Dolarda kırmızıçizgi aşıldı... Türkiye artık gelişen ekonomi değil... Bu ülkeye yabancılar yatırım yapmaz... Türkiye hangi dünyaya ait? Şirket borçlarımız arttı.
Bu slogan cümleleri, TÜSİAD Genel Kurulu ardından gazetelerde boy boy yer alan sayfalardan derlendi. Oluşturulan hava, gazete ilanlarıyla hükümet deviren TÜSİAD gücünün geri geldiği algısına dairdi.
Ancak aynı gün, ülkenin 10 yılının satın alındığı ihaleye 4 kat talep geldi, yatırım peşindeki küçük şirketler, KOSGEB kuyruğuna girdi, ihracatçı yeniden çift haneli artış hızına ulaştı, kur ile kafası karıştırılsa da üretici bildiğini okudu.
TÜSİAD içindekilerden de farklı düşünenler oldu. Misal İshak Alaton, "darbelerde ne kadar payınız var?" sorusuyla utancını dile getirdi. Kürsüden indirildi, oylandı, yeniden söz verildi, çıktı, konuştu; "karanlık adamlardan" söz etti...
TİM Başkanı Mehmet Büyükekşi ile ihracat değerlendirme toplantısında kurdaki çılgınlığı konuştuk dün... Onun ve temsil ettiği 58 bin ihracatçının TÜSİAD gibi düşünmediğini gördüm. Dolar 2.50 olacak tehdidiyle Merkez'i faiz artışına zorlayanların bindiğimiz dalı kestiğini gördüm.

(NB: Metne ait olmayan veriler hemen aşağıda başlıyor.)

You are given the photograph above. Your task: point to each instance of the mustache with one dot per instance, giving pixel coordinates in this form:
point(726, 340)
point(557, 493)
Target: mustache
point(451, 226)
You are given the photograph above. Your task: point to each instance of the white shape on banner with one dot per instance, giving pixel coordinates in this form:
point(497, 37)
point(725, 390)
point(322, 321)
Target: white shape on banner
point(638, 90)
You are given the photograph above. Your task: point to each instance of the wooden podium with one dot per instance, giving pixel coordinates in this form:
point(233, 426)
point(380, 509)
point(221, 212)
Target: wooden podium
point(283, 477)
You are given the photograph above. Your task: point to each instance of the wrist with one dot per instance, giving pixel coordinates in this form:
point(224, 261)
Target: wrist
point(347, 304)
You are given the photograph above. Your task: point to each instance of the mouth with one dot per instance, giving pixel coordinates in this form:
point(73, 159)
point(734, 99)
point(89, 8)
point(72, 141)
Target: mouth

İhracatçının doların her fiyatına, kurun her düzeyine, sepetin her miktarına karşılık gelen bir ticareti var. Sorun, oynak hale getirilen kurun düzeyi değil, kestirilemezliği... Öngörülebilir ve rekabetçi kur talebi çağrısı yaptı Büyükekşi: "İhracatın GSMH içindeki payını %19'dan %25'e çekmeliyiz." Çekmeliyiz ki ihracat motoru büyümeyi üstlenebilsin.
18 Aralık operasyonları sonrası ekonomi suikastını "okyanus ötesinden" gelen dalganın yargıda, bürokrasideki oligark işbirliğine adreslemiştim. Gelişmeler bunu doğruladı. Ancak bugün Türkiye'nin itibarsızlaştırılmasına yönelik dalganın, okyanusun berisinde de var olduğunu gördüm.